December 2010 Update

The day before Christmas Eve this week as we prepared for our family to arrive for the holiday, another group was at our house in Haiti.  Grassroots United, who sent the Global DIRT team we were with in the mountains to assess the cholera situation, sent a team of six people to our house to prepare to leave on Christmas Eve day for a three day trip into the mountains to take medicine, water filters, and other supplies but mostly to try to educate the people on how to prevent cholera.

This was the expedition that was supposed to happen the second week of December just after we left Haiti but, because of the election results and subsequent rioting, had to be put off till now.  When we left, the cholera clinic next door was reporting a slow down in the number of patients coming for help but the next week it rained, spreading the cholera in the water, and they have been over run with patients ever since.  Bill will be returning to Haiti next week to help.

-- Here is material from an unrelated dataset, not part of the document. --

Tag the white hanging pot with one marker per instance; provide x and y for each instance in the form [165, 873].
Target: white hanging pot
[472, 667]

I also in this message wanted to correct a story I had told earlier.  As you know, we have been very impressed with Yvrose, the lady who has the school of 150 children about half a mile from our home in Haiti and who has taken in or “adopted” 14 children.  Actually, she has taken in two more since we left so the number is up to 16 now!  She and her husband have a couple of young ladies helping her with the children.

Yvrose in front of her two rented rooms

I reported that she ran the school and she and her husband lived in a house they had built.  Somehow that was the impression I had gotten.  Actually, they do own the land the three large tents they use for the school are on.  However, the house they are living in is leased next to their land.  They leased the house for a year, or so they thought.  After giving the landlord the money, he came back and told them they were only leasing one ROOM in the house for a year, an impossible situation with 14 children!  So they negotiated and instead took two rooms for six months!  No electricity or running water.  They have to haul it in.

Yvrose loves the Lord and it is a great blessing to us to be able to talk with her.  She traveled to the mountains with us and was invaluable in translating for us.  Bill went up one evening to visit with them and found the children singing, “Jehovah, Jirah, my Provider”.  That song really means something when often they do not know where their next meal is coming from!  She gets some help from friends in the states and looks to the Lord to meet their needs.   I’m blessed and amazed at the life of faith they are living.

Please pray for the people of Haiti, for Yvrose and her family, for the people spending Christmas in the mountains of Haiti trying to save lives, and for all of God’s people around the world seeking to serve Him in dire situations.  May we not take our blessings for granted and may you and your family have a blessed and joyous Christmas as we remember the birth of our Savior.